The whiteness of the whale

Editor's Letter

ellen-davis-compressed

I don't think there are many of us who can look at the horror that is unfolding in the financial services industry as I write this month's editor's letter and not wonder - at least a little - at it.

Whether we consider recent events from the vantage point of the subprime mortgage industry's losses, the proliferation of sophisticated financial products, or the collapse in confidence in investment and commercial banks taking place at the moment, the scale of the crisis is substantial, and awe-inspiring.

It is easy to get lost in the immenseness and intensity of this thing that has struck us. Ishmael, the narrator of Herman Melville's Moby-Dick, managed to keep his head and survive by floating on an empty coffin after Captain Ahab was killed by the whale and the ship destroyed. Many in financial services will, no doubt, be able to relate to his plight at a personal level.

But the reality is that, while our own ship might be taking on water and have quite a few broken bits, we are still afloat. And I'm convinced that, if the Societe Generale incident reawakened a broader interest in operational risk back in January, the events of the past few weeks will positively energise it.
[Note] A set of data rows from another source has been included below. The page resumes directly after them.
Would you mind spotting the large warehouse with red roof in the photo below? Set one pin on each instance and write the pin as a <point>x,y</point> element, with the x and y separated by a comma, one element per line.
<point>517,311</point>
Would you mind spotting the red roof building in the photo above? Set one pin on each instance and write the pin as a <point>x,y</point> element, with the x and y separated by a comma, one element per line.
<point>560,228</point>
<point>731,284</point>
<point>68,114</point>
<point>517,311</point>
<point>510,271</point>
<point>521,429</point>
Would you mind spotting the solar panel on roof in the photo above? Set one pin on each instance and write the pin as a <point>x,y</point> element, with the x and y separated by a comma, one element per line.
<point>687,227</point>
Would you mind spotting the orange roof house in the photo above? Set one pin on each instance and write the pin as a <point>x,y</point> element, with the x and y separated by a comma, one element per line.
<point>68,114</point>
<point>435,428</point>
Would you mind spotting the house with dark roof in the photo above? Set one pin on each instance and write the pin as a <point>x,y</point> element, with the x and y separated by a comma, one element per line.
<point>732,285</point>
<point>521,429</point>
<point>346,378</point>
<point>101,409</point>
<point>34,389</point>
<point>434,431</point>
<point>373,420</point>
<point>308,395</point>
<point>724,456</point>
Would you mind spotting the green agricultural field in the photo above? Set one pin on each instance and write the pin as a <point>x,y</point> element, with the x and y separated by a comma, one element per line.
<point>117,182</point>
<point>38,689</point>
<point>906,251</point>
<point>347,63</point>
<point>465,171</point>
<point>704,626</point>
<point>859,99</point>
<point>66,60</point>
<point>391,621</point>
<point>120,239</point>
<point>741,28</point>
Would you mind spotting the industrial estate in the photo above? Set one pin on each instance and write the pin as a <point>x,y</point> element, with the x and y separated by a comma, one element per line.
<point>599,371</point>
"I think risk management controls either disappeared or were weakened. I think there was a determination to grow without the right controls in the financial sector of the business," said Hank Greenberg, former chairman and chief executive officer of AIG, in an interview on CNBC during the days in which his lifetime's work - he'd resigned from the business in 2005 - teetered on the brink of collapse.

Greenberg's assessment of what went wrong at AIG is echoed by other executives at dozens of other firms. While pursuing profits, and their own bonuses, financial services executives failed to assign the required importance to systems and controls, risk management and common sense. No matter who I speak with, there is a real consensus that, for the firms that are left, these things will matter now more than they ever did before.

An additional challenge over the coming 18 months will be managing the regulatory backlash. Already, it has begun, with legislators and the press baying for blood, demanding answers, preparing for attention-grabbing come-uppances. We can only hope that in their zeal for retribution, they too heed the moral of Captain Ahab's pursuit of the great white whale.